Aujourd’hui, dans le nouveau contrat social paraphé entre le Gouvernement et les instances syndicales, la classe moyenne plaide pour l’amélioration de son niveau de vie, principalement via la hausse des salaires et la baisse de la pression fiscale pour les salariés et les fonctionnaires.

Des demandes légitimes, surtout que le dialogue social d’avril n’a rien apporté pour la classe moyenne, au moment où une batterie de mesures ont été prises en faveur de la classe ouvrière, à l’instar de la hausse du SMIG de 10% pour le secteur privé et de 3300 dhs à 3500 dhs pour le secteur public, l’alignement du SMAG, l’augmentation de la valeur de l’indemnisation familiale pour les quatrième, cinquième et sixième enfants dans les secteurs public et privé… et la liste n’est pas exhaustive. Ceci au moment où la classe moyenne continue de porter tout le poids de l’impôt sur son dos, dans un contexte inflationniste qui ravage davantage son pouvoir d’achat.

Certes, le gouvernement a procédé à l’augmentation de la valeur du soutien direct des produits de base, notamment le blé, le sucre, le gaz butane et l’électricité, en vue d’assurer la stabilité des prix, néanmoins, ces mesures sont loin d’arrêter l’hémorragie des dépenses dont souffrent les classes moyennes.

Tout le monde sait que le dynamisme de la classe moyenne joue un rôle essentiel en tant que facteur de croissance et de stabilité économique. Elle soutient notamment la consommation, stimule en grande partie l’investissement dans l’éducation, la santé et le logement, et exerce aussi un rôle majeur dans le maintien des systèmes de protection sociale grâce aux contributions et impôts versés par les ménages.
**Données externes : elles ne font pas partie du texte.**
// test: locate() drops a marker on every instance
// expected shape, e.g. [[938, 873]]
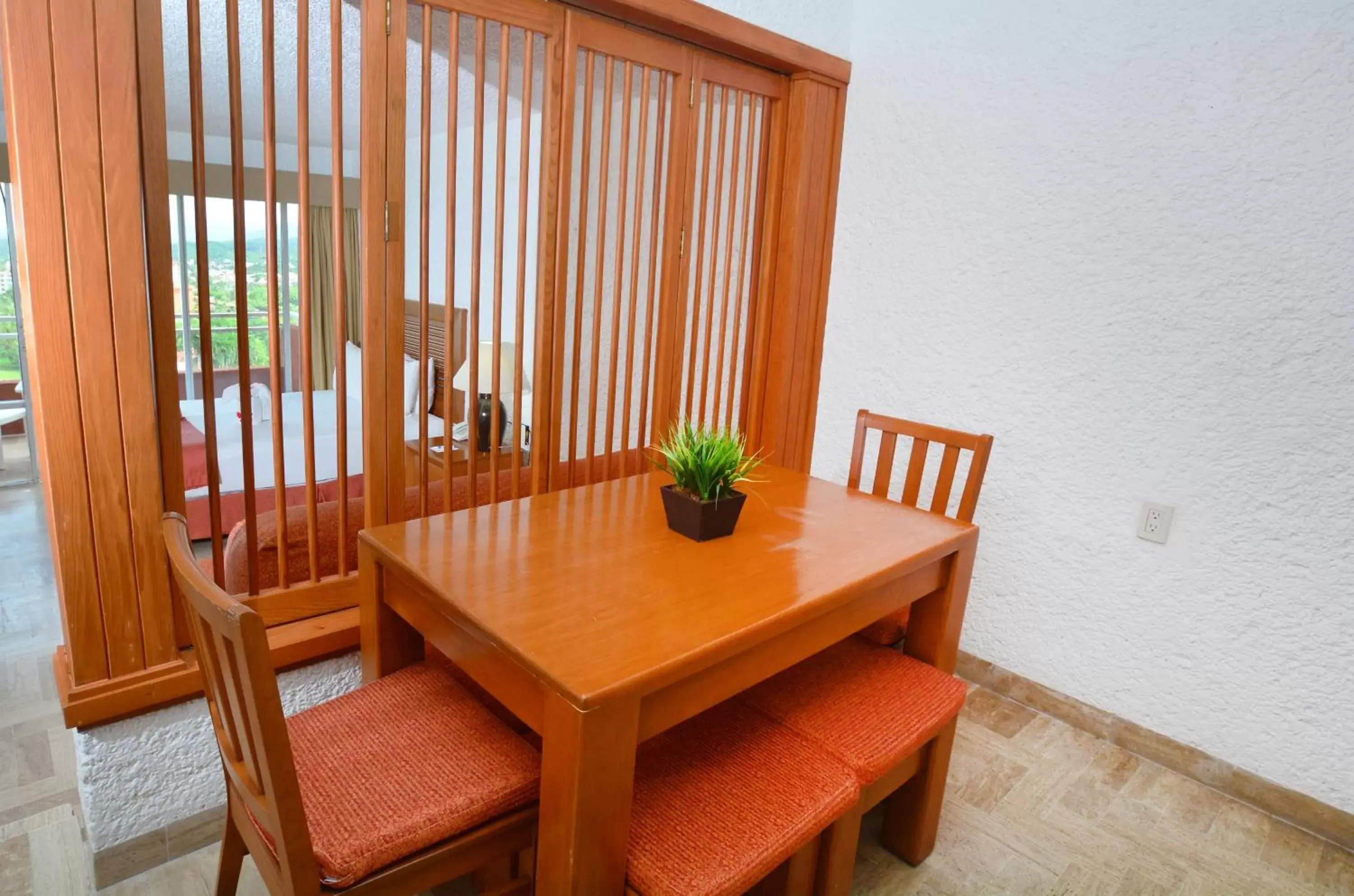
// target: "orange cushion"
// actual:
[[868, 706], [725, 798], [400, 765], [890, 630]]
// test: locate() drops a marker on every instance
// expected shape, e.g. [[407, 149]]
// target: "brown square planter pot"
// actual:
[[702, 520]]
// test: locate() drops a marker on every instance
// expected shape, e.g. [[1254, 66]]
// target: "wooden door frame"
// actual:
[[790, 317]]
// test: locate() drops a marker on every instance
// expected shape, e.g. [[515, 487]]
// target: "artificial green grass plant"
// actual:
[[706, 462]]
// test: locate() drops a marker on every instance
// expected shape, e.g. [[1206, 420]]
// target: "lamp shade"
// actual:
[[507, 360]]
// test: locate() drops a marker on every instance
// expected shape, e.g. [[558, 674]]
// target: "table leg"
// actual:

En outre, « une classe moyenne importante, grâce à sa capacité d’épargne, constitue un puissant levier de financement de l’investissement », nota le CESE dans cette perspective. Son existence, dans le circuit socioéconomique d’un pays, représente un facteur de stabilité politique, puisqu’elle est généralement le reflet d’une plus grande cohésion sociale, d’inégalités moins marquées et d’un ascenseur social en marche.

Au-delà du débat stérile sur la caractérisation d’un exercice purement statistique, la  classe moyenne devrait être sous-tendue par un travail de repérage de segments sociaux qui, au regard de leur niveau et mode de vie, leur formation et leurs aspirations, sont les mieux disposés à jouer le rôle de pilier de la stabilité sociopolitique et de moteur du développement économique, social et culturel de notre Maroc.